Low Cheng Foo is Custodian of Geophysical Acquisition
for PETRONAS Carigali Sdn Bhd in Kuala Lumpur,
where he is involved with new technology projects
such as broadband, multicomponent, multiazimuth
and full azimuth seismic data acquisition. He has 35
years of experience with the company. Previously, he
was head of acquisition after serving as an acquisition
and processing geophysicist. He has been involved in
land, marine and transition-zone seismic acquisition
programs in various countries in Southeast Asia, the
Middle East, Suriname and Cuba. Low earned a BSc
(Hons) degree in physics, majoring in geophysics, from
the University of Science Malaysia in Penang.
Malcolm Francis is a Schlumberger Advisor and the
Eastern Hemisphere Exploration Services Manager
for WesternGeco in Gatwick. Before his current role,
he held technical and management positions as the
Eastern Hemisphere multiclient chief geophysicist,
global manager of geology and interpretation
and senior manager E&P solutions. Earlier in his
career, Malcolm managed the special processing
and interpretation departments. He began in the
industry in 1980 with Western Geophysical, where he
undertook collaborative research with Saudi Aramco.
He obtained a bachelor’s degree in geology from the
University of Manchester, England, and MSc and PhD
degrees in geophysics from Imperial College London.
Malcolm is a member of the European Association
of Geoscientists and Engineers, the SPE, SEG and
Petroleum Exploration Society of Great Britain and is
a Fellow of the Geological Society of London.

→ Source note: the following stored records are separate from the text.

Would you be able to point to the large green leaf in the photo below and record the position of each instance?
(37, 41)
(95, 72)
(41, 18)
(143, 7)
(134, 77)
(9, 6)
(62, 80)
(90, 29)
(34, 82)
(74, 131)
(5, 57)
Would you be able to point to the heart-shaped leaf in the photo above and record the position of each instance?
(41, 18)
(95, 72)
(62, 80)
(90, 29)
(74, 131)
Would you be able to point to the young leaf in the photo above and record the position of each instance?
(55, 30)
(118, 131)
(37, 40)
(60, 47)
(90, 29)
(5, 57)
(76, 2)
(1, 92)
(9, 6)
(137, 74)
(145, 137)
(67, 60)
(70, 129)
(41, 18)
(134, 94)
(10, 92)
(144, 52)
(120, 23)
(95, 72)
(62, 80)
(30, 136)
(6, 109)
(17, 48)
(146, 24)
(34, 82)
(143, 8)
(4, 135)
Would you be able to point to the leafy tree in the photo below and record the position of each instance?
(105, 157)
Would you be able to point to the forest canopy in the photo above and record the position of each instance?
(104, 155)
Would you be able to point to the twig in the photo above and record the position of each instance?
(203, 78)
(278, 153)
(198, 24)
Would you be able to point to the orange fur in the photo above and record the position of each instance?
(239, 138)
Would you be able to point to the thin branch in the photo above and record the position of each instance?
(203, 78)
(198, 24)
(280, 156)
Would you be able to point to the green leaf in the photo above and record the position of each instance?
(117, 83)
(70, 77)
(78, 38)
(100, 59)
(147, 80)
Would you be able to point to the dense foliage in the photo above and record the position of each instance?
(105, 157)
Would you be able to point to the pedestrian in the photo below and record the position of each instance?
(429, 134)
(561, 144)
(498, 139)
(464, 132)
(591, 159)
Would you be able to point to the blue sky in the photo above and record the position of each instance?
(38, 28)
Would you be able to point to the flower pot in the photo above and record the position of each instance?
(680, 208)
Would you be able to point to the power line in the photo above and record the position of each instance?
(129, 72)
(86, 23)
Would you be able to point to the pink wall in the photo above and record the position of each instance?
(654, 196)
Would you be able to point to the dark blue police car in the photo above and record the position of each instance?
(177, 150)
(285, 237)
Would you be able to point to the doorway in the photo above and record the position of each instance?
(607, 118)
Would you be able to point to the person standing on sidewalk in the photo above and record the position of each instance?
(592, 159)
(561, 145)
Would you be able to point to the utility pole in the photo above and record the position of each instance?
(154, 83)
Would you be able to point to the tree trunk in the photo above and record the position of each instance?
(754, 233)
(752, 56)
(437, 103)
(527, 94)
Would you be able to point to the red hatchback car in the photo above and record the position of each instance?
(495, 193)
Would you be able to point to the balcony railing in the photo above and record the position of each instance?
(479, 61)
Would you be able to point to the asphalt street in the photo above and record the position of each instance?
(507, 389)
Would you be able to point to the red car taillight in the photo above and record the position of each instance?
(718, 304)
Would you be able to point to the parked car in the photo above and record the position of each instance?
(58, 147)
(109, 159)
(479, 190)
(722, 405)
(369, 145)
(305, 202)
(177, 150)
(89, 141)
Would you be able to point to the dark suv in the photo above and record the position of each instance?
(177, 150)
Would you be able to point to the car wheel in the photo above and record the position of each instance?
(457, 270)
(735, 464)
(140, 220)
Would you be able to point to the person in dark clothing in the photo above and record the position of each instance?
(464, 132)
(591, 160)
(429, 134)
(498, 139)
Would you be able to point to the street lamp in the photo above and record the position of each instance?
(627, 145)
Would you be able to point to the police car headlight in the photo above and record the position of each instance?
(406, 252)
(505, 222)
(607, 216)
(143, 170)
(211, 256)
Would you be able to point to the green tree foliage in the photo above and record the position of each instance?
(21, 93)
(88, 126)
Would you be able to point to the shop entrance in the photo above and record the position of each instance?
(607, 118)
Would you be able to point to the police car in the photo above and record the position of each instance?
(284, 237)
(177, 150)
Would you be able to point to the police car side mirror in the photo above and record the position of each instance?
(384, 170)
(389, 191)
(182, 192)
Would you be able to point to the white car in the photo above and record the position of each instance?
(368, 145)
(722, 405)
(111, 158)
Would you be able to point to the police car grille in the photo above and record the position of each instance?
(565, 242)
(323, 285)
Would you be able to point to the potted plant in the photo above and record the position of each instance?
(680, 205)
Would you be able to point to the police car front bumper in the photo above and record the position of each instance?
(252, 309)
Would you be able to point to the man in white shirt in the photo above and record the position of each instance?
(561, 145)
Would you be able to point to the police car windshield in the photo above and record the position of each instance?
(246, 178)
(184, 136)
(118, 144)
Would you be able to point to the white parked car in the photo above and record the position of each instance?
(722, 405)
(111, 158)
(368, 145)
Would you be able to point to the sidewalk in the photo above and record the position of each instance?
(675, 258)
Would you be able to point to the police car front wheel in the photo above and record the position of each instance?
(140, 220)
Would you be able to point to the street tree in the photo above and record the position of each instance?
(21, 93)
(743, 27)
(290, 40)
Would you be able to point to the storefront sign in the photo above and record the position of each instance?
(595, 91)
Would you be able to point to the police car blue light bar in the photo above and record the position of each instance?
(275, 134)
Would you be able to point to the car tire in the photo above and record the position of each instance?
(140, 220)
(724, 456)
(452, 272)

Shruti Gupta is an Area Geophysicist for Schlumberger
in Gatwick, England, where she provides technical
support for time and depth processing of marine and
ocean bottom cable (OBC) seismic data. Shruti, who
has more than seven years of experience in the oil and
gas industry, started her career with Schlumberger
as a field geophysicist on a land and transition zone
seismic acquisition crew in Egypt. She then worked
with the depth imaging group in Houston. She has an
MSc degree in applied geology from the IIT Kharagpur,
West Bengal.
Michelle Tham is the Technical Support Manager
for WesternGeco in the Asia Pacific region as well
as the Petrotechnical Expertise Discipline Career
Manager for the Schlumberger Asia region; she is
based in Kuala Lumpur. She began her career with
Schlumberger in Calgary and has worked in the US,
Myanmar, Indonesia, Australia, Nigeria, UAE and
Malaysia. Before her current position, she served as a
seismic data processing geophysicist, data processing
supervisor, staff geophysicist, area geophysicist,
seismic survey design and modeling manager and
geophysics global discipline career manager. Michelle
holds a BS degree in geophysics from the University
of Calgary.
Peter Watterson is the Manager of the Marine
Geosolutions Technology Commercialization group
for WesternGeco in Gatwick. His focus is on research,
engineering and marketing of various marine seismic
acquisition and processing technologies. Pete
began his career in the geophysics industry with
Western Geophysical in 1991 in London. He has held
positions in seismic data processing and technology
management in the UK, Venezuela, US, Trinidad and
Brazil and worked for several years as the regional
geophysicist for WesternGeco for South America. He
received a BSc degree in physics from the University
of Leeds, England.
An asterisk (*) denotes a mark of Schlumberger.